Yes, Future cash flows

Recurring

Incremental food revenue

Yes, Future cash flows

Recurring

Additional league fees

Yes, Future cash flows

Recurring

Beverage COGS

Not relevant

N/A

Food COGS

Not relevant

N/A

5 days food inventory

Only applicable as a change in Net Working Capital which is valid for first year only

One Time

5 days liquor inventory

One Time

Accounts payable

One Time

Accounts receivable

No change in AR

N/A

Servers

Yes, Future cash flows

Recurring

Bartender

Yes, Future cash flows

Recurring

Cooks

No Extra cooks are hired

N/A

Maintenance

Yes, Future cash flows

Recurring

Utilities

Yes, Future cash flows

Recurring

Insurance

Yes, Future cash flows

Recurring

Nets & Balls

All of these cash flows fall under Capital Expenditure made in the first year, hence only relevant for the first year.

One Time

Retaining Wall/Fencing

One Time

Zoning & Permits

One Time

Stairway

One Time

Patio Furniture

One Time

Washroom

One Time

Amortization

Yes, till the end of useful life

Recurring

Bank Loan

Not relevant

N/A

Interest

Yes, for 2 years

Recurring for 2 years

Perform a differential analysis, with sensitivity analysis where necessary. What is the return on investment? What is the payback period?

In the attached file, there are calculations of relevant cash flows and their different impacts on the expansion analysis. The capital expenditure of the first year comes out to be about $43,500 which is financed via a 6% loan with monthly payments. Amortization of $9,300 per year will be charged to depreciate the capital expenditure which yields a tax shield (20% tax) of $1,860 annually. The per month interest payment comes out to be $1,927.95 and the entire loan will be paid off in two years. As a result, the annual interest tax shield comes out to be $4,627.1 for the two years during which the loan is active. The first incremental revenue will come from 8 additional teams playing per day in the new outdoor court. Charging a per season fee of $650 per team, the total increment in revenue from increased teams is calculated to be $15,600 per year. According to Misener, due to the rooftop patio, liquor sales will increase to $6000 a day implying a $3000 revenue increase per day. Assuming 95 days in a season of 120 days during which the patio will be open and active. As, there are 3 seasons in a year the total incremental revenue comes out to be about $427,500 of profit per year. Applying similar calculations to the increase in food sales of $1000 per day yields Spikes additional profit of $99,750 per year. As these are profits before taxes, the company will need to pay taxes which are a cash outflow. Assuming a 20% tax rate, the annual tax payable from incremental revenue comes out to be $108,570.

There will be some incremental operating expenses which are a direct consequence of running the patio. Firstly 2 additional servers will be hired for 8 hours a day at $8.5 per hour, and another bartender will be hired for 8 hours a day at $10 per hour.

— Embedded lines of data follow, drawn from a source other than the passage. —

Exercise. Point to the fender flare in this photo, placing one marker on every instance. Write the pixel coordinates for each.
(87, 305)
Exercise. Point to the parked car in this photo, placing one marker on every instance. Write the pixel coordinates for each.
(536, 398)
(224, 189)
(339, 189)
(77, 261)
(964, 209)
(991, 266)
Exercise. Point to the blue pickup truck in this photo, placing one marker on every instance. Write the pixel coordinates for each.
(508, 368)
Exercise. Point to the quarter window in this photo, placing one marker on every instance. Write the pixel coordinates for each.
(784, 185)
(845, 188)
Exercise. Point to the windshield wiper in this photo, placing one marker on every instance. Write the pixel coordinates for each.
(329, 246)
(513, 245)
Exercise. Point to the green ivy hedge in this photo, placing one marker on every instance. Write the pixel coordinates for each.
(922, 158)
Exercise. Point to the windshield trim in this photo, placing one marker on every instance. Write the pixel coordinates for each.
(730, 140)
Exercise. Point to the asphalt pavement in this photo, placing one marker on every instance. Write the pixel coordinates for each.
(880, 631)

This comes out to about $61,560 per year after considering the 95 operating days per season assumption. Maintenance and Utilities will be paid at $500 a month and $200 a month which yields $8,400 for the whole year. Insurance will increase by 10% per year which, after considering last year’s insurance of $12,225, comes out to be $1222.5. The bar will have to keep inventory of Liquor and food of 5 days and will pay back the suppliers in 10 days, which will decrease our net working capital by $10,750 (calculations in excel).